|The imposing peaks of Mariveles as viewed from the other side of the rim|
Continued from Hiking matters #386: We started descending from the crater rim at around 1100H, hoping to have lunch by Bakwat River, on the upper reaches of the crater, which is vast and should actually be called a caldera. Between the rim and the river, however, the forest-covered ravines have to be negotiated – involving an altitude loss of almost 500 meters. It was a great exercise in footwork, balance, and the pick-a-branch game where the loser ends up holding a thorny branch – not a very nice penalty.
Of course, the stakes are much higher in the Mariveles Range. Just last year nine mountaineers got lost, mistaking, from Tarak Peak, the traverse trail to Pantingan for the traverse to Paniquian River. Once you are deep into the range, especially when you are inside the crater, you are at the mercy of the elements. This is what makes the range quite exciting: even though it’s less than three hours away from Manila, it gives the sense of wilderness that is not found in other nearby mountains. The descent from the rim to Bakwat River compares favorably with the descent to Basinan campsite on a Talomo-Apo Traverse (see Hiking matters #204).
It was already past 1300H when we arrived in Bakwat river, where we had late lunch. By this time our pace has considerably slowed. We resumed the trek an hour later. The ascent as just as steep as the descent, and at one point Kuya Rey even installed some ropes to assist us in going up. But for all its steepness, the trail is never too overgrown, and there weren’t any rattan or lipa – making the trek actually pleasant.
Some people speak of ‘three rules of mountaineering’ which goes like this: “It’s always taller than it looks, it’s always further than it looks, it’s always harder than it looks”. These rules came to mind when we were ascending from the crater. Instead of a direct assault to reach the peak, there were lots of ups and downs before the final ascent.
It was already past 1600H when we reached the ridge areas, and at this point, as we emerged from the forests, the view became fantastic: to our left we could look down on the vast crater, and to the right, the view of Mariveles and West Philippine sea. Bataan Peak – from a distant sight ahead – became a towering figure behind us.
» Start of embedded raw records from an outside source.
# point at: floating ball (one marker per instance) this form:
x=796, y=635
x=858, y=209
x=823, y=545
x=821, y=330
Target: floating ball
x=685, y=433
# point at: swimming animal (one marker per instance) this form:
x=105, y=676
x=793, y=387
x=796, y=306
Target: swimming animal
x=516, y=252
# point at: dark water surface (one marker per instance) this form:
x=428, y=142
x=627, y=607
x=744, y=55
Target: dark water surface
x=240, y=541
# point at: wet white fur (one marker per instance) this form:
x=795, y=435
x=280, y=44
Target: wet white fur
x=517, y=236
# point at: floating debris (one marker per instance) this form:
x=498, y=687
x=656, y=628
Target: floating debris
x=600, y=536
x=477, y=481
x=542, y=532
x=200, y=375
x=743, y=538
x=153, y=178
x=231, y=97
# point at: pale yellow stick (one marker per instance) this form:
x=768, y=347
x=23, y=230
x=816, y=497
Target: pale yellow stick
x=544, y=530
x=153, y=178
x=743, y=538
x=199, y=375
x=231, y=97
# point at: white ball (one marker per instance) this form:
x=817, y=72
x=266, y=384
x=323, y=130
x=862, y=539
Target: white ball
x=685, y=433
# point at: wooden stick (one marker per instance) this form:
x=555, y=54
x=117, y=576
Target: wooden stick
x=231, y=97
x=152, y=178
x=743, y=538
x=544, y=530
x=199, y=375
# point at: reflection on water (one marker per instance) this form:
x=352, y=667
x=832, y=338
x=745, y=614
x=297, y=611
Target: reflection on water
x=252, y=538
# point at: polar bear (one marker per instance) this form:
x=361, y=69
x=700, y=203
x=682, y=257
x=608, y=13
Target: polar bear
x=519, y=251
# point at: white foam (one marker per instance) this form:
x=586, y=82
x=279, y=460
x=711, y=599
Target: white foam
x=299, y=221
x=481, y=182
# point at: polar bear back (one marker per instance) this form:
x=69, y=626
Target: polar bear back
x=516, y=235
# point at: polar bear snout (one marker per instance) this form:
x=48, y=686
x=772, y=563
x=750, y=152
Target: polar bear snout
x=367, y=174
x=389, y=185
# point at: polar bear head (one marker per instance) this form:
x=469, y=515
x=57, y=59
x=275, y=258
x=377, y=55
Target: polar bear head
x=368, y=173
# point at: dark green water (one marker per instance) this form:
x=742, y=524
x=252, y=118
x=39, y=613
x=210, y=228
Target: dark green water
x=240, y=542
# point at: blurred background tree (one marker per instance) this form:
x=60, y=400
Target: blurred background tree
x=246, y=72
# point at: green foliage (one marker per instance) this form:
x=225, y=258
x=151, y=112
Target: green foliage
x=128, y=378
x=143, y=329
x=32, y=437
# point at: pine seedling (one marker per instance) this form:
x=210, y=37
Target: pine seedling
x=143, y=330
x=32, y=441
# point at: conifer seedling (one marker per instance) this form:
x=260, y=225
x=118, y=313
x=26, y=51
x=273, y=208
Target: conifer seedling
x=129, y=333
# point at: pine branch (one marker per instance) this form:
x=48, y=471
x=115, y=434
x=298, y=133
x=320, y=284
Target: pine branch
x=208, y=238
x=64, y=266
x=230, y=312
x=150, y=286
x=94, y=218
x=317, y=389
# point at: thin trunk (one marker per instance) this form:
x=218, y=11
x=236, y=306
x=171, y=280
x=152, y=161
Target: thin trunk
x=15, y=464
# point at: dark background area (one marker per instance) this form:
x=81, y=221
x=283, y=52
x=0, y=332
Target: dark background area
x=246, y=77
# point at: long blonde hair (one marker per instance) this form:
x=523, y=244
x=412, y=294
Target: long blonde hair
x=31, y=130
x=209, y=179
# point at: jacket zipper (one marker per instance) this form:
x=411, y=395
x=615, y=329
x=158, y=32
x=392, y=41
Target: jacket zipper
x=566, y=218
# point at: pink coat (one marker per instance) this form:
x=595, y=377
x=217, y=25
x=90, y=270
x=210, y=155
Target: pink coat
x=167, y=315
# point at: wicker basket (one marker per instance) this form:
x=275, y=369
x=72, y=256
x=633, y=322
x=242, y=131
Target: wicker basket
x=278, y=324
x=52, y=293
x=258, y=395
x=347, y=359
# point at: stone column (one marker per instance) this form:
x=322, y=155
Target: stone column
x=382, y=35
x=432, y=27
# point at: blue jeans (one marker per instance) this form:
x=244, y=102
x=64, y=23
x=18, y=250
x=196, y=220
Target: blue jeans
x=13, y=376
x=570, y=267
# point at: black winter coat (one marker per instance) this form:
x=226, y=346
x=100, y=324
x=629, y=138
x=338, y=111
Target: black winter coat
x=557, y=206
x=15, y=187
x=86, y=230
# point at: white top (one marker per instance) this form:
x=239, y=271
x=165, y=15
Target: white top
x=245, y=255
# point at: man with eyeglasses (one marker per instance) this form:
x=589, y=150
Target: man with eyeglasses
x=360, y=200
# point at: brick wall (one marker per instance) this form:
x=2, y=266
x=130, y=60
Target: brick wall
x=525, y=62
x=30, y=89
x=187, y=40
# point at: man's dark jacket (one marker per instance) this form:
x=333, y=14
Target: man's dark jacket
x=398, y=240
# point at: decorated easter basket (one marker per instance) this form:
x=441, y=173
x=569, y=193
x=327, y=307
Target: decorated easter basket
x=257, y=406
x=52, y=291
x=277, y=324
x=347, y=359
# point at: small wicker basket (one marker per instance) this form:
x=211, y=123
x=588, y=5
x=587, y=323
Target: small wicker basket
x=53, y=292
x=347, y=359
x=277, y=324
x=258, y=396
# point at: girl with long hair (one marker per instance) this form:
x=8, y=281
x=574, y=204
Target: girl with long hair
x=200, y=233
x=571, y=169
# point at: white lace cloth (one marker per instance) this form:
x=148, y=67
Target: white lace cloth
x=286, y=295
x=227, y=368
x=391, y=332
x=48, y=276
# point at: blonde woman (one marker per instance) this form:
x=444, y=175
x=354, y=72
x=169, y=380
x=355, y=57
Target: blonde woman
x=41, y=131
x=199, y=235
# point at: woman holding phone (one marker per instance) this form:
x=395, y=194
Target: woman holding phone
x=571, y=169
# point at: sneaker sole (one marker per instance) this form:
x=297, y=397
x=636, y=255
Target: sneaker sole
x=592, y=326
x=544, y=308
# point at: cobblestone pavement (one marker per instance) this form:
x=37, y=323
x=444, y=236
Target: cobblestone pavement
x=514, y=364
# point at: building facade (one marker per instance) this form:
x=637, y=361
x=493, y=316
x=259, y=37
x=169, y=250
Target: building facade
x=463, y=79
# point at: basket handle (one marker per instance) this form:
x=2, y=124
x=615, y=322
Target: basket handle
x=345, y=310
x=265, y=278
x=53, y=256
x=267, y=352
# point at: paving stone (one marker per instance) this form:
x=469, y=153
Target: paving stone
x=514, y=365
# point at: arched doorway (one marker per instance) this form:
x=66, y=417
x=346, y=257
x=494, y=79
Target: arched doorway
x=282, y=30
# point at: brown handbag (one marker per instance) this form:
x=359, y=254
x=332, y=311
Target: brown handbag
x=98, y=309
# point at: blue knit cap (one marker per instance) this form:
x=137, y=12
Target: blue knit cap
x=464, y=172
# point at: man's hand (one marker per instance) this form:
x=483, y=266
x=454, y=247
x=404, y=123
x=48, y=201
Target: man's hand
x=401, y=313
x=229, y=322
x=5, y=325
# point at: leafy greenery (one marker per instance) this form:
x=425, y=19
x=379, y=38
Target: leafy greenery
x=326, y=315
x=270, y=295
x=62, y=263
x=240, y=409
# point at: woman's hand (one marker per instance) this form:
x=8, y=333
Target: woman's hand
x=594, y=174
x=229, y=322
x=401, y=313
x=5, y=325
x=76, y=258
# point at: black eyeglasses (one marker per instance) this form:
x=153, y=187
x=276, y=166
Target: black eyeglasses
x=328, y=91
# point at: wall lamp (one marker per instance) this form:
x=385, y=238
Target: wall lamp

At around 1700H we reached El Saco Peak, at over 1300 MASL the foremost peak of this side of Mariveles. We took our final group photo here (see last photo below). From El Saco Peak, it would still be another hour to reach Tarak, and it was already getting dark by the time we reached Tarak Peak.
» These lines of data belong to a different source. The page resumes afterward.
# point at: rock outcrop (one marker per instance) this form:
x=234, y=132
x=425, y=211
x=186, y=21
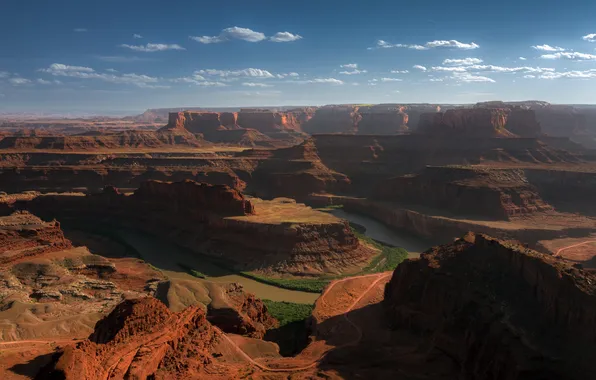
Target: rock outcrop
x=219, y=221
x=499, y=310
x=202, y=197
x=382, y=120
x=472, y=122
x=296, y=172
x=467, y=192
x=142, y=339
x=24, y=235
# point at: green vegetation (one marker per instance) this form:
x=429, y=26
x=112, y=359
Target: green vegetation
x=312, y=285
x=192, y=271
x=288, y=312
x=389, y=258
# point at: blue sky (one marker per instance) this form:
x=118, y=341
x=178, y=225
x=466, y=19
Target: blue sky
x=129, y=55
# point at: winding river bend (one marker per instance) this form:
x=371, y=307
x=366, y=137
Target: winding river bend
x=171, y=259
x=378, y=231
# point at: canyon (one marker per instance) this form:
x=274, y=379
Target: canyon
x=119, y=243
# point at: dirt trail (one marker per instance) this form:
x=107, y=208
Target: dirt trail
x=158, y=337
x=573, y=246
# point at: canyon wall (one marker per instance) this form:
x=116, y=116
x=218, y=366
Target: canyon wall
x=466, y=192
x=24, y=235
x=218, y=221
x=499, y=309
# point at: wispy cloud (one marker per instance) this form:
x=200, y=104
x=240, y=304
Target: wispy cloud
x=572, y=56
x=353, y=72
x=470, y=78
x=253, y=84
x=250, y=72
x=548, y=48
x=19, y=81
x=462, y=62
x=452, y=44
x=285, y=37
x=245, y=34
x=81, y=72
x=151, y=48
x=121, y=58
x=319, y=80
x=576, y=74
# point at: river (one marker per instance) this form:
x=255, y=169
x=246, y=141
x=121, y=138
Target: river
x=378, y=231
x=168, y=257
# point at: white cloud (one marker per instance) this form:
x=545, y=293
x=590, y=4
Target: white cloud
x=284, y=37
x=572, y=56
x=462, y=62
x=548, y=48
x=233, y=33
x=19, y=81
x=585, y=74
x=320, y=80
x=285, y=75
x=469, y=78
x=250, y=72
x=139, y=80
x=451, y=44
x=151, y=48
x=353, y=72
x=253, y=84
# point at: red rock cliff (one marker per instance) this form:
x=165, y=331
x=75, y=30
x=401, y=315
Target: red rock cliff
x=500, y=310
x=471, y=122
x=188, y=194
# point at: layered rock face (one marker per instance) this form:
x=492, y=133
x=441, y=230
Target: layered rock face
x=127, y=139
x=475, y=122
x=142, y=339
x=202, y=122
x=490, y=193
x=25, y=235
x=202, y=197
x=218, y=221
x=382, y=120
x=296, y=172
x=333, y=119
x=501, y=311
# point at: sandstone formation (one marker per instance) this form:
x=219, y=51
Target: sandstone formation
x=382, y=120
x=23, y=235
x=296, y=172
x=498, y=309
x=219, y=221
x=476, y=122
x=490, y=193
x=142, y=339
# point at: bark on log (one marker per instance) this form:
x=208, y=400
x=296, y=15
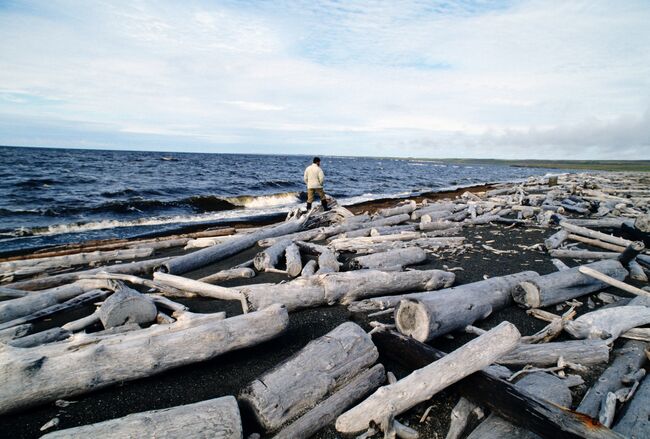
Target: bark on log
x=540, y=385
x=565, y=285
x=209, y=255
x=344, y=287
x=87, y=362
x=298, y=384
x=506, y=284
x=391, y=258
x=214, y=418
x=426, y=382
x=547, y=354
x=629, y=358
x=501, y=397
x=327, y=411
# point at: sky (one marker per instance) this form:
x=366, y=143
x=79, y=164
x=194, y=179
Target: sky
x=410, y=78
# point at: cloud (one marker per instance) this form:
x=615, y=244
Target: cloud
x=500, y=79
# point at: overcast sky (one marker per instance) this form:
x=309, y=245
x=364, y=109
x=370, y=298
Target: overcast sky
x=484, y=79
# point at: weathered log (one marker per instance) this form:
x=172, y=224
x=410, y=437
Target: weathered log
x=635, y=422
x=293, y=260
x=426, y=382
x=86, y=362
x=127, y=306
x=328, y=410
x=565, y=285
x=583, y=352
x=298, y=384
x=608, y=323
x=501, y=397
x=226, y=275
x=269, y=258
x=198, y=287
x=344, y=287
x=214, y=418
x=629, y=358
x=209, y=255
x=540, y=385
x=75, y=302
x=391, y=258
x=506, y=284
x=43, y=337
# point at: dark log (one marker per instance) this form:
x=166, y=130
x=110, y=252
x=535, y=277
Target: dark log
x=503, y=398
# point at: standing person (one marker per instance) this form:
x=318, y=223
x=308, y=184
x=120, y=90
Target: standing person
x=314, y=178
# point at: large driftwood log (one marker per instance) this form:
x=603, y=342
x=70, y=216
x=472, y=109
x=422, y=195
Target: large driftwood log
x=87, y=362
x=344, y=287
x=540, y=385
x=328, y=410
x=547, y=354
x=501, y=397
x=209, y=255
x=505, y=284
x=635, y=423
x=608, y=323
x=628, y=359
x=214, y=418
x=426, y=382
x=393, y=258
x=301, y=382
x=565, y=285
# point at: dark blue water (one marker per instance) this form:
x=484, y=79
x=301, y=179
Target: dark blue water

By the time we reached Tarak Ridge, the scenery was aglow with the city lights of Bataan and Metro Manila. The breeze was cool, but not fierce; there were many stars and the gibbous moon cast a faint glow on the mountain: It was a beautiful evening – one in which I wouldn’t mind trekking.
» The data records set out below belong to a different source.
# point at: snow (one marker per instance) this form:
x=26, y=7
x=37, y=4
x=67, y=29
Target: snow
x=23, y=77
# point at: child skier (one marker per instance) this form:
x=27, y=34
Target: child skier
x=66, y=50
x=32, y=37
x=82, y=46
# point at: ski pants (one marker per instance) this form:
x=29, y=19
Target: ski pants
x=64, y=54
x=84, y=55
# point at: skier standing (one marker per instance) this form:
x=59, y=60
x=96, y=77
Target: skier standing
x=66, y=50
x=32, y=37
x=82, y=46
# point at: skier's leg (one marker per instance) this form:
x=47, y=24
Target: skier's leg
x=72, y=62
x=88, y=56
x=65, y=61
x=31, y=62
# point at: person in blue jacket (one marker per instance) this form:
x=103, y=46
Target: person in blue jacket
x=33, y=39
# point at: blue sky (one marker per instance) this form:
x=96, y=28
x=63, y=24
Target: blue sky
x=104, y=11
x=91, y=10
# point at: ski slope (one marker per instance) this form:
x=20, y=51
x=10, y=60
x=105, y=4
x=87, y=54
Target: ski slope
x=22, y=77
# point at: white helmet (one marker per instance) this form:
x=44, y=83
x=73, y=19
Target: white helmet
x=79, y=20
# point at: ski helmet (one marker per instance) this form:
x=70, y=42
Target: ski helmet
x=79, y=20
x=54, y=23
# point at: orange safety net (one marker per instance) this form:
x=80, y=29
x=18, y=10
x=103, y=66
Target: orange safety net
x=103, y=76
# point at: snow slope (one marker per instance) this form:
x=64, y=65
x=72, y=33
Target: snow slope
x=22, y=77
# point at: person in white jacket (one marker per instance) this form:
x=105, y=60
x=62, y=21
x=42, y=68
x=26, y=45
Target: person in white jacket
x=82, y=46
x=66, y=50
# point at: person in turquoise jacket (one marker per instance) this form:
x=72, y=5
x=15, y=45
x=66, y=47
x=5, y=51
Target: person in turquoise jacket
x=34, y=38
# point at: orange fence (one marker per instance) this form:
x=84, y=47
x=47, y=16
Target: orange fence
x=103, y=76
Past Tarak Ridge, we entered the forest which is also quite steep – but is much more established than the rest of Mariveles – lots of branches to hold on to – and is thus almost like a cool down exercise. At one point I took a nap, my head nestled between two large roots – while I waited for my companions. I was well stocked with food, aware of the magnitude of the hike, and I had some snacks at Papaya River – always a nice place to be when in Tarak Ridge.
The trail from Papaya River back to the trailhead felt long – with endless swaths of woodland. But I was reassured when I finally came upon the wide, rough road which signalled the end of the trail. By midnight, we had reached Nanay Cording’s place. By the time I had fallen asleep in one of the bamboo benches there, we had been trekking for 20 hours – not my personal record for the longest trekking day (I spent 25 hours in Kilimanjaro and 24 hours in Mt. Ragang), but certainly one of the most exciting ones.
I will make an itinerary for this hike, which is poised to be what MakTrav was in 2008: A worthy challenge that pushes the boundaries of a single day. Thank you to Kuya Rey for guiding us and I highly recommend his services. I also thank my hiking companions for the enjoyable hike. We also remember Sky Biscocho whose devotion to the Mariveles Range has made possible the continued appreciation of mountaineers of the beauty and adventure it so excitingly offers.